Prompted by two nuclear physicists, Einstein wrote to President Franklin D. Roosevelt on August 2, 1939, that “extremely powerful bombs” of a new type were now “conceivable.” Historians tend to think the letter played a “strictly subsidiary role” in the decision of the Allied powers to pursue the nuclear option, says physics historian Spencer Weart. But the fact that Einstein and, indirectly, his equation played any role whatsoever has forever linked a lifelong pacifist and utopian with mankind’s ability to destroy itself.

Einstein later realized that his assessment that German scientists would be capable of building an atomic bomb—the opinion that drove him to write to FDR—was mistaken. “If I had known that these fears were groundless,” he wrote to a friend late in life, “I would not have taken part in opening that Pandora’s box.” But open it now was, never to close, as Einstein himself had acknowledged elliptically, almost poetically, back in August 1945, when he first heard the news about Hiroshima. “Oh, Weh”—using the German word for pain. “And that’s that.”


A NEW VIEW OF GRAVITY
Einstein’s vision of a man falling from a roof marked the beginning of a great struggle

Once while Einstein was working on the equations for general relativity, which would take him eight years to complete, he went mountain-climbing with the French-Polish chemist Marie Curie. Seemingly oblivious to the crevasses as well as to her difficulty in understanding his German, Einstein spent much of the time talking about gravitation. “You understand,” Einstein said to her, suddenly gripping her arm, “what I need to know is exactly what happens in an elevator when it falls into emptiness.”

In Einstein’s imagination, the man suspended midway between roof and earth was now inside an elevator. In a certain set of circumstances, the passenger would have no way of knowing whether he was experiencing gravity or upward acceleration. If the elevator were standing on the surface of the earth, the man would feel gravity’s force there, which causes falling objects to accelerate at a rate of 32 feet per second squared. But if the elevator were accelerating through deep space at that same rate, he would experience precisely the same downward force.

Einstein imagined a beam of light piercing the elevator. If the elevator were rising relative to the source of light, the beam would enter at a certain height on one side of the elevator and appear to curve on its way to a lower height on the opposite wall. Einstein then imagined that the elevator were stationary on the surface of the earth.
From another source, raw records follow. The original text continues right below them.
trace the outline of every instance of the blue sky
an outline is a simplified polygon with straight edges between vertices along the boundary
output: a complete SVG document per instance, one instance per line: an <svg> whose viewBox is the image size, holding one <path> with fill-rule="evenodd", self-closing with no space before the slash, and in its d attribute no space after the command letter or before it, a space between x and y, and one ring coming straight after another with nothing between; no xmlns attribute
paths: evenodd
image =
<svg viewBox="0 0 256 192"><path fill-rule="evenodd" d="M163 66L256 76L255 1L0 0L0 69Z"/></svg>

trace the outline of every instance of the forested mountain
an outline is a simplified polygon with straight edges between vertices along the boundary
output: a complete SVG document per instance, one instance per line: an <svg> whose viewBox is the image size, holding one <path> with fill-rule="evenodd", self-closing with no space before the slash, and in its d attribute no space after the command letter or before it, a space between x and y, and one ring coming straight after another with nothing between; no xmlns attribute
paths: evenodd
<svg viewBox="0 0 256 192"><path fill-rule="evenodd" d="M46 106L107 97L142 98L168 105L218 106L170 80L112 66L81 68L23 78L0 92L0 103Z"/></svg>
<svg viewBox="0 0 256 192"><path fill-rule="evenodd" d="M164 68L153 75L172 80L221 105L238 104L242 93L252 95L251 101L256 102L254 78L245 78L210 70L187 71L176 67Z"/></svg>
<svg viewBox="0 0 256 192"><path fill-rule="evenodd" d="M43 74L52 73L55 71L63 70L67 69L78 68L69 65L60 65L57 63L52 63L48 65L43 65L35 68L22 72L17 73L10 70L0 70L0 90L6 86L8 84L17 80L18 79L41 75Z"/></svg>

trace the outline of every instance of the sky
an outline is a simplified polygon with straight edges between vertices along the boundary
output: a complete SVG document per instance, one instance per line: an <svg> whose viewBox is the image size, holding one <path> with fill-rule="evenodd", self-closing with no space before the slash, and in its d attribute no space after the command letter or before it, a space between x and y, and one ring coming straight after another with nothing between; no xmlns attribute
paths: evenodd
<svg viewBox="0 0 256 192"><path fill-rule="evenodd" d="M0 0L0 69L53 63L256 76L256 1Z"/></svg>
Since he postulated that the two circumstances are the same, Einstein concluded that the same effect would have to hold true for both. In other words, gravity must bend light.

He wouldn’t have the math to support this idea until 1915, and he wouldn’t have the proof until the eclipse expeditions of 1919. But by then he was so confident of his calculations that when a student asked what he would have done if he’d heard the eclipse observations hadn’t validated his math, Einstein told her, “Then I would have been sorry for the dear Lord. The theory is correct.”